Hesitantly, Kalie reached out. “It wasn’t your fault, Riyik. Yasha knew the risks when she went into the king’s tent.”
“She didn’t have to die!” he said, tossing back the skin of kumis. “It would have cost Kariik nothing to save her life, and he’d have gained her father’s loyalty for all time. Instead he threw away a young girl’s life and made an enemy of her father. What kind of king does that?”
Having no answer, Kalie asked, “Would you have really married her after what happened?”
“Yes.”
Brenia gasped. “Brother! You could not have!”
“Do you care for her so much?” Kalie asked. That hadn’t been how it seemed to her. Or was she simply jealous?
“I don’t care for her at all! I was thrilled when I saw her with the king, for I thought it meant a way to honorably get out of the agreement and marry you!” Brenia’s head was whipping back and forth between them as she sought to catch up with recent events. “But I care about what is right! What happened to Yasha was not right.”
“According to your people it was,” Kalie breathed.
“Of course, I didn’t think to ask you.” Riyik now looked uncertain. “Would you have been willing to share a tent with her?”

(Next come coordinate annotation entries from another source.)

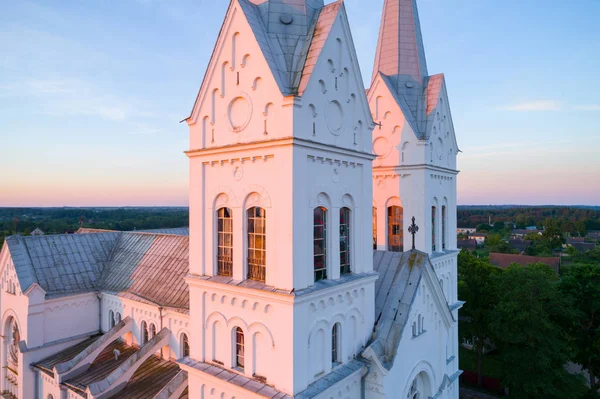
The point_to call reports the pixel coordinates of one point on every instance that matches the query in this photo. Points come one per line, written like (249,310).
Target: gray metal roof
(61,264)
(150,266)
(144,266)
(399,277)
(178,231)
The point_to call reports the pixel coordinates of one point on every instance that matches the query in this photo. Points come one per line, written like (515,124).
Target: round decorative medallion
(336,175)
(286,19)
(238,173)
(382,147)
(335,117)
(239,113)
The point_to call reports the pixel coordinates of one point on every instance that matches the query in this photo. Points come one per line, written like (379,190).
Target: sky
(92,92)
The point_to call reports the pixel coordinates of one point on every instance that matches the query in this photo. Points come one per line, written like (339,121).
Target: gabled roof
(146,267)
(290,49)
(400,275)
(63,264)
(320,34)
(400,51)
(150,266)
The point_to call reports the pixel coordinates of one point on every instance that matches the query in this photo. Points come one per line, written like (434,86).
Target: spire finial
(413,229)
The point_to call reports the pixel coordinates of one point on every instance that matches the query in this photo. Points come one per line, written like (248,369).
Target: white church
(320,261)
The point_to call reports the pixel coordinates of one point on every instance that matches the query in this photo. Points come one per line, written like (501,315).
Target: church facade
(321,257)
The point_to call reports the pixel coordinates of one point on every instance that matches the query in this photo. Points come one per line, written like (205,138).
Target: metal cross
(413,229)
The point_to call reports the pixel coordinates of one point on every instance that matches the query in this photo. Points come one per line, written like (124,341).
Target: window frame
(143,332)
(346,267)
(240,349)
(185,345)
(320,273)
(336,339)
(397,244)
(256,267)
(224,233)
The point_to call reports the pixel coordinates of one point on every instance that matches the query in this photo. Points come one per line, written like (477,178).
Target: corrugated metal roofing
(399,278)
(151,266)
(149,379)
(61,264)
(145,266)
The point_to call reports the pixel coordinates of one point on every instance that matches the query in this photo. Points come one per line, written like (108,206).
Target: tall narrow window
(111,319)
(395,229)
(143,333)
(335,344)
(443,228)
(374,228)
(433,226)
(320,243)
(224,242)
(239,348)
(185,346)
(257,244)
(345,241)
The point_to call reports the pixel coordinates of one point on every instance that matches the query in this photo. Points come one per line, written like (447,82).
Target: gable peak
(400,51)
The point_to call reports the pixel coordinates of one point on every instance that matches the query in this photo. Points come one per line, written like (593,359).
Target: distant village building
(295,172)
(479,237)
(519,244)
(468,244)
(503,261)
(37,232)
(520,233)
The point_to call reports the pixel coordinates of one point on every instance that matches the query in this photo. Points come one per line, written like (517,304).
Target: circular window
(239,113)
(335,117)
(382,147)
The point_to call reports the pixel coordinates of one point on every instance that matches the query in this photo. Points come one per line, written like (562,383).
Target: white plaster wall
(177,322)
(265,318)
(334,100)
(350,305)
(68,317)
(426,352)
(238,110)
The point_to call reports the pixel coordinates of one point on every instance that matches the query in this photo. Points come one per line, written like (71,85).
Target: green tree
(530,325)
(581,283)
(474,287)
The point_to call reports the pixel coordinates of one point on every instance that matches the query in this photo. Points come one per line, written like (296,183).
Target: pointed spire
(400,52)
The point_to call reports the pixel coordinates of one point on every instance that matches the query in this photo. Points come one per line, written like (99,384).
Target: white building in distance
(304,274)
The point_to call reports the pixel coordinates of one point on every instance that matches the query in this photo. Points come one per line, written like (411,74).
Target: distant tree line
(537,320)
(568,219)
(60,220)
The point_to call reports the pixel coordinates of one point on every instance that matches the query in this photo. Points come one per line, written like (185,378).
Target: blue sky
(91,93)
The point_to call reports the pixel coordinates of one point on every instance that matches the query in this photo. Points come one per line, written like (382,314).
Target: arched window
(257,244)
(335,344)
(143,333)
(345,241)
(224,242)
(433,226)
(374,228)
(395,229)
(111,319)
(320,243)
(443,228)
(239,348)
(185,345)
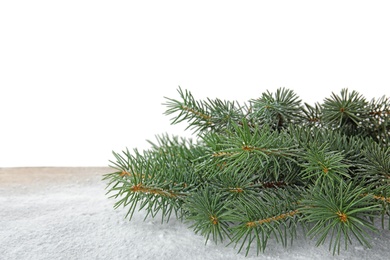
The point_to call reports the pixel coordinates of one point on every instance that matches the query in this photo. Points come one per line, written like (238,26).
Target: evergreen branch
(256,219)
(271,219)
(257,172)
(338,213)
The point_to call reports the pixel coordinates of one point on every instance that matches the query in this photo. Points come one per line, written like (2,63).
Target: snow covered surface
(63,213)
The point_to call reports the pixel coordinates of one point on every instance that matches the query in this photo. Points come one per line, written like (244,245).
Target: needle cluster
(266,169)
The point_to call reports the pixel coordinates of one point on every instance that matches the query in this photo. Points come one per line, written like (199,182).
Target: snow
(63,213)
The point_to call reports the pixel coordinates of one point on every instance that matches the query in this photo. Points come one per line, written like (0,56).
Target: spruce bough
(260,170)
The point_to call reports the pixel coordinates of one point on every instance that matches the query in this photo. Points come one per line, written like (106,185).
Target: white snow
(63,213)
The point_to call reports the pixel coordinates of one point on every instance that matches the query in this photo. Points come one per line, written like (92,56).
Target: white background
(79,79)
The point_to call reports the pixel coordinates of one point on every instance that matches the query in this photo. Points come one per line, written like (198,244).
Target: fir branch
(256,172)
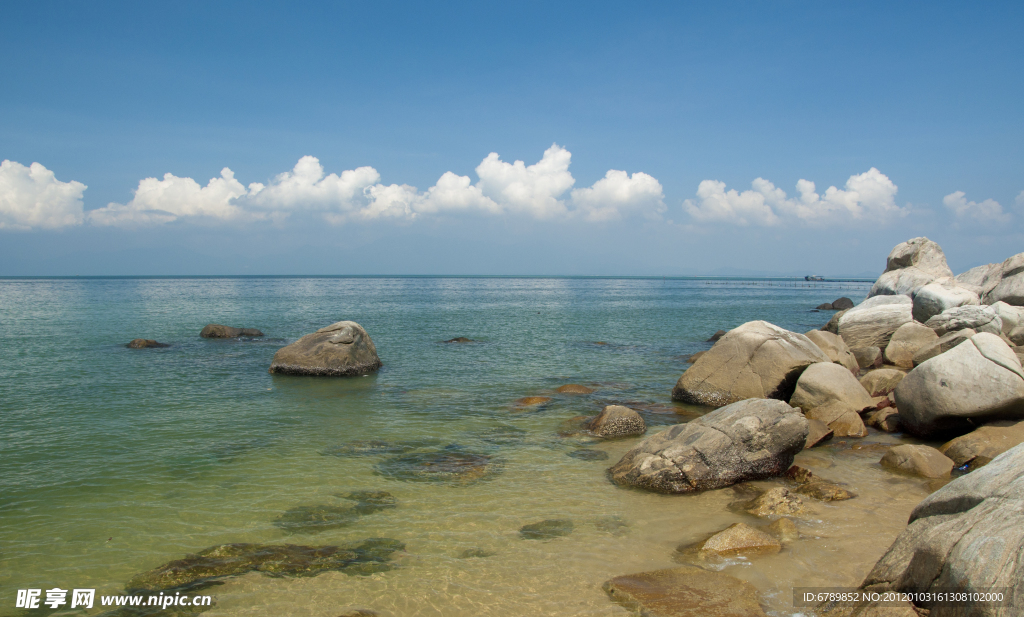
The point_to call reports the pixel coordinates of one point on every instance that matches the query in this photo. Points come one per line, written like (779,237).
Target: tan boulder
(340,349)
(942,345)
(918,460)
(756,360)
(828,393)
(685,591)
(835,348)
(906,341)
(988,441)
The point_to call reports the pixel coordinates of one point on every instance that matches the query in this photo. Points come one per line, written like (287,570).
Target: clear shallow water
(116,460)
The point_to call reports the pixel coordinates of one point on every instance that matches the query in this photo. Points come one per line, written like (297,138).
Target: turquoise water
(116,460)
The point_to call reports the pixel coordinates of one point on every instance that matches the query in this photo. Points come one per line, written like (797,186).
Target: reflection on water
(116,461)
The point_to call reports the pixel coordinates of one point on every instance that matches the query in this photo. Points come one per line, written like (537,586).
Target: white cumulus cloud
(33,197)
(870,196)
(988,211)
(504,188)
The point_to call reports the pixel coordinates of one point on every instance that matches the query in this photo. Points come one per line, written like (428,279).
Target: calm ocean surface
(116,460)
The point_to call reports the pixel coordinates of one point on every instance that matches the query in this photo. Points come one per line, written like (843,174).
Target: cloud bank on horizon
(32,197)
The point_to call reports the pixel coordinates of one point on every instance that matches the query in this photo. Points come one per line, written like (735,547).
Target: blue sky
(655,138)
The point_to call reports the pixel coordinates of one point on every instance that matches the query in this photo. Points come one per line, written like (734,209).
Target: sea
(115,461)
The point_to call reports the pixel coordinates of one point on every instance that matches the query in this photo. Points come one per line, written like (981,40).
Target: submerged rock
(756,360)
(338,350)
(546,530)
(616,421)
(573,389)
(216,331)
(750,440)
(685,591)
(144,344)
(452,466)
(221,561)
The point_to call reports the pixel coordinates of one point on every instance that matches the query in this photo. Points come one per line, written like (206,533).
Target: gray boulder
(978,318)
(1010,289)
(216,331)
(616,421)
(979,380)
(829,393)
(340,349)
(749,440)
(942,345)
(755,360)
(835,347)
(906,341)
(910,266)
(872,322)
(967,536)
(939,296)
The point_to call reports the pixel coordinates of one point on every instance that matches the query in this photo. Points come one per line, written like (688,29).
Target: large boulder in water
(756,360)
(749,440)
(939,296)
(967,536)
(835,347)
(910,266)
(872,322)
(829,393)
(978,318)
(216,331)
(978,380)
(340,349)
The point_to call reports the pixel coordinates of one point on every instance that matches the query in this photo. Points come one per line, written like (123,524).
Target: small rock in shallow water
(588,454)
(546,530)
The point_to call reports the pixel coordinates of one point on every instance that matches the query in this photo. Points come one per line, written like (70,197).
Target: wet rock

“Of course!” Kalie realized Brenia wasn’t the only one having trouble keeping up with recent events. “I doubt very much Yasha would have liked it, but I think she might have preferred it to death.”
“Are you two really going to marry?” Brenia asked. Crouched in the shadows, Varena awaited the answer with bated breath.
Kalie opened her mouth to speak but found she could not. Riyik looked up from the leather scroll, which held the tally of all his horses and met her gaze.
“Let us go for a ride,” he suggested.